Applying 5 million pixel updates per second with Rust & wgpu

March 9, 2023 (a year ago)

Note: code examples omit some steps for brevity. If you're interested building something similar, check out the source.

When CPU usage or time is mentioned, it's measured as a percentage of a single core. I use a M1 Max-based system.

I'm on a quest to build a screensaver that plays back parts of /r/place, using Rust and wgpu. There's only two rules when building a screensaver:

  1. It needs to be pretty
  2. It needs to be efficient

On /r/place art is in the eye of the beholder, but my playback prototype is incredibly efficient. At 10,000x playback speed, CPU usage hovers around 18-25%, applying & rendering an average of 5 million pixel updates per second.

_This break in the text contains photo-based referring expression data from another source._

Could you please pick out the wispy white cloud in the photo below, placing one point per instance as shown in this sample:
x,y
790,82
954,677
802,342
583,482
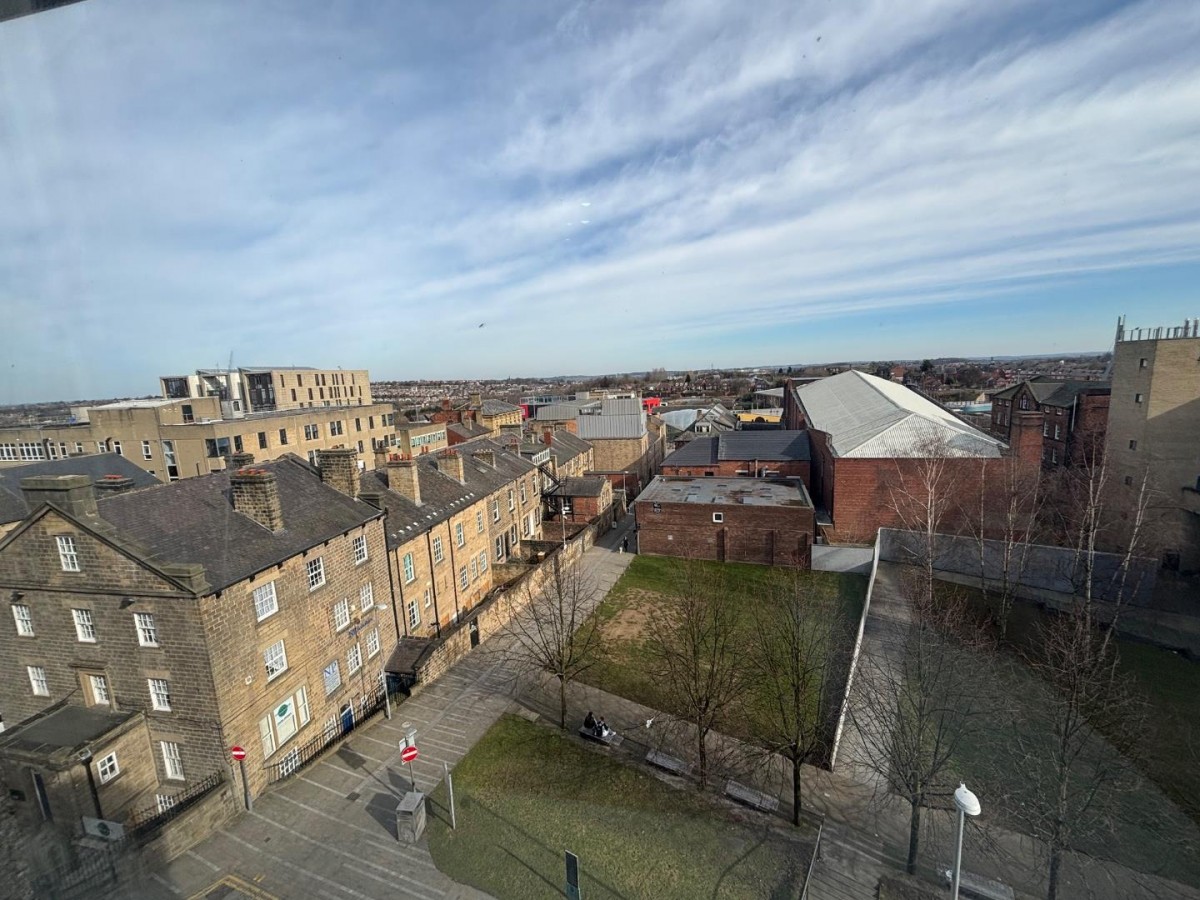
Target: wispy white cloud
x,y
359,185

How does it work?

Let's dive in. 👇

What's wgpu?

wgpu describes itself as a

Safe and portable GPU abstraction in Rust, implementing WebGPU API.

(wgpu)

Ok, what's WebGPU?

webgpu is a new web API that exposes modern computer graphics capabilities, specifically Direct3D 12, Metal, and Vulkan, for performing rendering and computation operations on a GPU.

Wait, isn't WebGL already a thing?

This goal is similar to the WebGL family of APIs, but WebGPU enables access to more advanced features of GPUs. Whereas WebGL is mostly for drawing images but can be repurposed with great effort for other kinds of computations, WebGPU provides first-class support for performing general computations on the GPU.

(WebGPU)

So, to summerize:

  • WebGPU is a new browser API that provides much lower-level access to GPU features than WebGL (and is only currently available behind feature flags)
  • wgpu is a Rust library that implements the WebGPU spec, allowing the same code to target both the browser and native platforms

Enough talking, let's see some implementations.

Attempt 1: 🎨 pixels

I started out by using a crate called pixels that provides an easy-to-use GPU-accelerated pixel buffer (using wgpu under the hood).

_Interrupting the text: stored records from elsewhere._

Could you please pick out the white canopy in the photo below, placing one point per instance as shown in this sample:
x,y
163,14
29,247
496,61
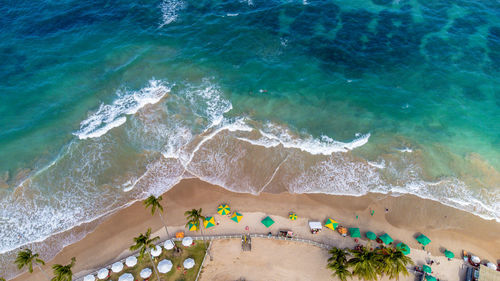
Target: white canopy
x,y
131,261
102,273
117,267
145,273
156,251
164,266
315,225
187,241
491,265
168,245
126,277
475,259
188,263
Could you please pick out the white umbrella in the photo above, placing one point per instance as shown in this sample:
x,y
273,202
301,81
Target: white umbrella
x,y
126,277
168,245
131,261
102,273
145,273
491,265
188,263
475,259
117,267
187,241
156,251
164,266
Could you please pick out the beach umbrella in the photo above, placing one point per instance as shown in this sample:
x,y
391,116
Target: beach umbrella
x,y
492,265
430,278
102,273
386,239
164,266
236,217
187,241
370,235
188,263
424,240
354,231
331,224
168,245
449,254
223,209
117,267
145,273
403,248
267,221
126,277
192,226
131,261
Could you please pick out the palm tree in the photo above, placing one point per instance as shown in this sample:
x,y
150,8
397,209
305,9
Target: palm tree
x,y
393,263
63,272
27,258
154,203
143,243
338,264
364,263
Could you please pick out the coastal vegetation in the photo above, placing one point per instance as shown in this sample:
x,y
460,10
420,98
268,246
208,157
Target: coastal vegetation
x,y
368,264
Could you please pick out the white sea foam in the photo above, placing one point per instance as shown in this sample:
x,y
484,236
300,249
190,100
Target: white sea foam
x,y
110,116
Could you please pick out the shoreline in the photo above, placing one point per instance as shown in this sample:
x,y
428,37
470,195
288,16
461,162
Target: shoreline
x,y
408,215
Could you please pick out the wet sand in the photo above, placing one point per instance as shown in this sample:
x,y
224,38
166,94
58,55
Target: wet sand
x,y
407,216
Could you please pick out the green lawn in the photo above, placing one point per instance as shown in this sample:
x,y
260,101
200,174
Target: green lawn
x,y
196,252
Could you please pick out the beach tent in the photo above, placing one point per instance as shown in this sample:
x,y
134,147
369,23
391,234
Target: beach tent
x,y
168,245
188,263
223,209
187,241
156,251
370,235
102,273
424,240
449,254
117,267
430,278
192,226
354,231
386,239
126,277
267,221
403,248
145,273
236,217
331,224
164,266
131,261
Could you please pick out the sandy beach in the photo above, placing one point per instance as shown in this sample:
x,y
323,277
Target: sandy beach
x,y
407,216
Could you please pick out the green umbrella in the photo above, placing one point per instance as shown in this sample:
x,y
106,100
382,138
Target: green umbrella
x,y
403,248
370,235
354,231
430,278
449,254
424,240
386,239
267,221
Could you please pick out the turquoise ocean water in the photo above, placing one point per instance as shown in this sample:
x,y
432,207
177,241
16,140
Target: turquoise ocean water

Unfortunately I don't have any code from this period, but let's take a look at one of the provided examples to see why pixels didn't work in this instance.

Here's a simple clone of Space Invaders:

I expanded the window size to 2000x2000 pixels, since that's the final size of /r/place's canvas. The example is otherwise unmodified.

But popping open htop, we see that it's using... 60% of our CPU?!

htop of space invaders example, showing 60% CPU usage

What's going on?

Here's the output of a quick cargo flamegraph:

flamegraph of space invaders example

Around 50% of CPU time is spent in World::draw, but we don't really care about that since it looks like the code loops over every pixel at least once—it could probably be optimized if necessary.

More interesting is that Queue::write_texture accounts for ~35% of CPU time.

(A texture is a GPU term for a 2D array of colors, i.e. an image. In this case, the "pixel buffer" is actually a texture.)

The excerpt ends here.